Keywords

1 Introduction

Generative adversarial networks (GANs [5]) have been a heated topic in the deep learning community since they provide a powerful framework that allows us to learn complex distributions in tasks where no explicit merits to apply such as image generation and manipulation. To this end various network architectures were designed, many of which have multiple generators with great depth [3, 4, 13]. Along with their mirrored counterparts, those generators introduce too many parameters making it slow to train GANs. There has been methods [6, 8] focusing on substitutes with fewer parameters for convolution layers used in recognition tasks; however, to the best of our knowledge, no similar substitutes has been proposed for deconvolution layers in GANs.

In this paper, inspired by the success of introducing atrous convolution into semantic segmentation tasks [2], we propose a new building block of neural networks called S-Deconv that functions similarly to a vanilla deconvolution layer but with controllable sparsity built within and fewer parameters to learn. These two properties are believed to helpful in terms of accelerating GANs during training. Our proposed method can be considered as a combination of fixed and learnable kernels.

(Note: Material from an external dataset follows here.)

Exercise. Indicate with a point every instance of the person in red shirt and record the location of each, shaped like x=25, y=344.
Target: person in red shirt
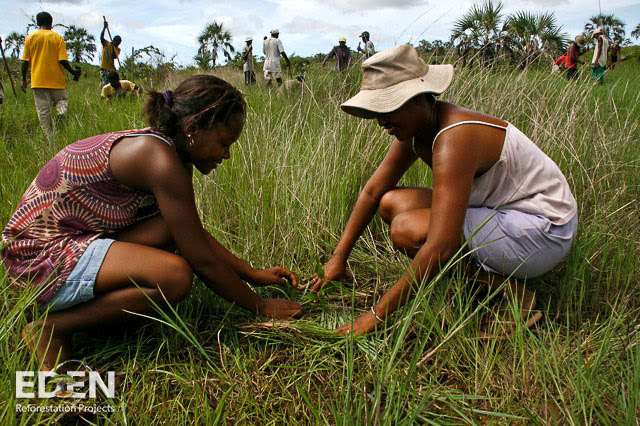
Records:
x=573, y=53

Although we adopt the similar setting of fixed kernel in [8], our approaches are fundamentally different. Firstly, the problem settings are not the same: generation and classification. Secondly, we use these fixed kernels as mean to reshape the input tensor reserving much of its information despite the sparsity, an encouraging result due to the nature of deconvolution while in [8], fixed kernels, followed by Sigmoid activation, were used to approximate the standard convolution layers.

2 Related Work

Generative Adversarial Networks. Being an upcoming technique in the unsupervised learning field, generative adversarial networks [5] provide a way to implicitly model distributions of high-dimensional data, for example, images and neural languages [9, 10]. In general, a GAN can be well characterized by training two networks simultaneously in competition with each other. When a GAN is applied in image synthesis tasks, one can image that one of the networks is a forger whose specialty is to imitate master pieces while another is a expert whose majors in art. In this scenario, the forger G, or Generator in GAN terminology, will try its best to generate plausible art, or realistic images, from noises while the expert D, or Discriminator, will receive both fake and real art then try to identify which one is authentic and which one is not. In our experiments, we use WGAN [1], a variant of GAN approximates EM distance rather than JS distance, as our baseline model.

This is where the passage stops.